For stay-at-home mums and dads, there are a lot of opportunities to position your skills through your involvement in committees, parent/teacher associations, new mother’s groups, event planning, charity fundraising and the like.
What to do:
First, change the experience section heading of your resume from “Career Summary” or “Professional Experience” and instead call it: Experience, Initiatives and Results.
On top of the last job you held to cover the gap, place a heading (like a company name) that provides an overview of the type of job you are going to describe:
Here are two ideas:
Type your dates to cover the date of your absence from the workforce. For example, 2005 to Present
Next comes your position title. Consider terms such as: Fundraiser, Club Treasurer, Teacher’s Assistant, or Event Planner.
Then you could provide a brief description underneath the title:
- Joined fundraising club and volunteered to assume Events Planner role.
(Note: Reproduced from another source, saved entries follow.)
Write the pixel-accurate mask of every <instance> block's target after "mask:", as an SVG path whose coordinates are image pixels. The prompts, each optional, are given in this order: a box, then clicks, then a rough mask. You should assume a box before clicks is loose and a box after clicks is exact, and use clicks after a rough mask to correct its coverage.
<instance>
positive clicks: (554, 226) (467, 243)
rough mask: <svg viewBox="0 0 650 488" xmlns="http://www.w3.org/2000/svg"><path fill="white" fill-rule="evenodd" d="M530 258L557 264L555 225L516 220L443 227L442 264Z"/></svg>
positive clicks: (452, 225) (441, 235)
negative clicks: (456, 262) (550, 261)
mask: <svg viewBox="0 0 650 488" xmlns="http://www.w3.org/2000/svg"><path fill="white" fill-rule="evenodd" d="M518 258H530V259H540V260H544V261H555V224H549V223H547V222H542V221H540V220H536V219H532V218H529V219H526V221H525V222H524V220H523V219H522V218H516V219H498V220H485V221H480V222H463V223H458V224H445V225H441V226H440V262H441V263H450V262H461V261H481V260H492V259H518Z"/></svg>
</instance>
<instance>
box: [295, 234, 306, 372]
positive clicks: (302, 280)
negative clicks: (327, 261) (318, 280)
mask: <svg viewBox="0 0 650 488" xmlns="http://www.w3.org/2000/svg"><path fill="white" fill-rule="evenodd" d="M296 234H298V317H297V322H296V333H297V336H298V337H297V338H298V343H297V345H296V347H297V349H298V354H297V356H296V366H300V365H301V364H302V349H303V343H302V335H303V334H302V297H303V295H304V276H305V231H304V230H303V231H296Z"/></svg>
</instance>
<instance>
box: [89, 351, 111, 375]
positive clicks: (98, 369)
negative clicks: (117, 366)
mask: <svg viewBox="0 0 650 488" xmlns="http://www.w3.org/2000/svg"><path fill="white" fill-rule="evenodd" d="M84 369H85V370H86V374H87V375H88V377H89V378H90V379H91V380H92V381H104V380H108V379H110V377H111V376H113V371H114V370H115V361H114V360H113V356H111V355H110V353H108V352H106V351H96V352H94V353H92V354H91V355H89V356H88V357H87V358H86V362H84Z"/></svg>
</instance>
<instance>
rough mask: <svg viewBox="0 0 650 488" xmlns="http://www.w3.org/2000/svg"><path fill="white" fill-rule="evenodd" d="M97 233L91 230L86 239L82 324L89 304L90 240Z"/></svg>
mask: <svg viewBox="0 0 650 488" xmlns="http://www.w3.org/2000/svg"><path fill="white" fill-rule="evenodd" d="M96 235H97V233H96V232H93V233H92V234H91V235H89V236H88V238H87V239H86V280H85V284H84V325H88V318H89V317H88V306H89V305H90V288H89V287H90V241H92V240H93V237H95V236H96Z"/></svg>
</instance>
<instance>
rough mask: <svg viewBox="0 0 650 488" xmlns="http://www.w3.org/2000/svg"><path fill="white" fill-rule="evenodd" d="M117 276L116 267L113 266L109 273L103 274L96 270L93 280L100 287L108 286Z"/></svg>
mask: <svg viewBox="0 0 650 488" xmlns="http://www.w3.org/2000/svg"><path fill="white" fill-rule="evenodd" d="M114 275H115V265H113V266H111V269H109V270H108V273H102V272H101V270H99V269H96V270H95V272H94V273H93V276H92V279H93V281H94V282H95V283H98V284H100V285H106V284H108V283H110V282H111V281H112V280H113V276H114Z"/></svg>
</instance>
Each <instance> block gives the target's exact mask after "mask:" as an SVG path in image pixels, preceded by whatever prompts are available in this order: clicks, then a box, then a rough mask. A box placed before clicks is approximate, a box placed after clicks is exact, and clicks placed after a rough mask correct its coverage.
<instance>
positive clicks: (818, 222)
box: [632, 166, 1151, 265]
Gained distinction for innovative ideas, powerful advertising on a shoestring budget and uniting a team of 20 volunteer fundraisers to scout and source locations for the best collection tin points. Four events held annually were considered an outstanding success raising $10,000 to purchase play equipment for the local school.
You could even place a few bullet points underneath that to highlight different skills such as financial management, team leadership and more.
This approach could also apply if you have been advocating for elderly or sick parents; frequently people acquire a lot of knowledge about government services, care centres, finances, pensions and healthcare—probably more than they ever wanted to know, but skills and knowledge are a gift, and not always a gift we can pick and choose. Many people find themselves wanting a change of career after such experiences, as they have found new skills by gaining exposure to a whole new world.
In times of sadness, being an executor of a family member’s Will provides you with a wealth of knowledge—from financial management, through disbursement of an estate, real-estate sales, government services, genealogy research and more. Again, these experiences can provide a very compelling case for the breadth and depth of your experience when positioned strategically and confidently on your resume.
It just needs thought. Everything we embark upon, in some way or another, provides us with knowledge.
How can you turn that knowledge around to build your case for employment?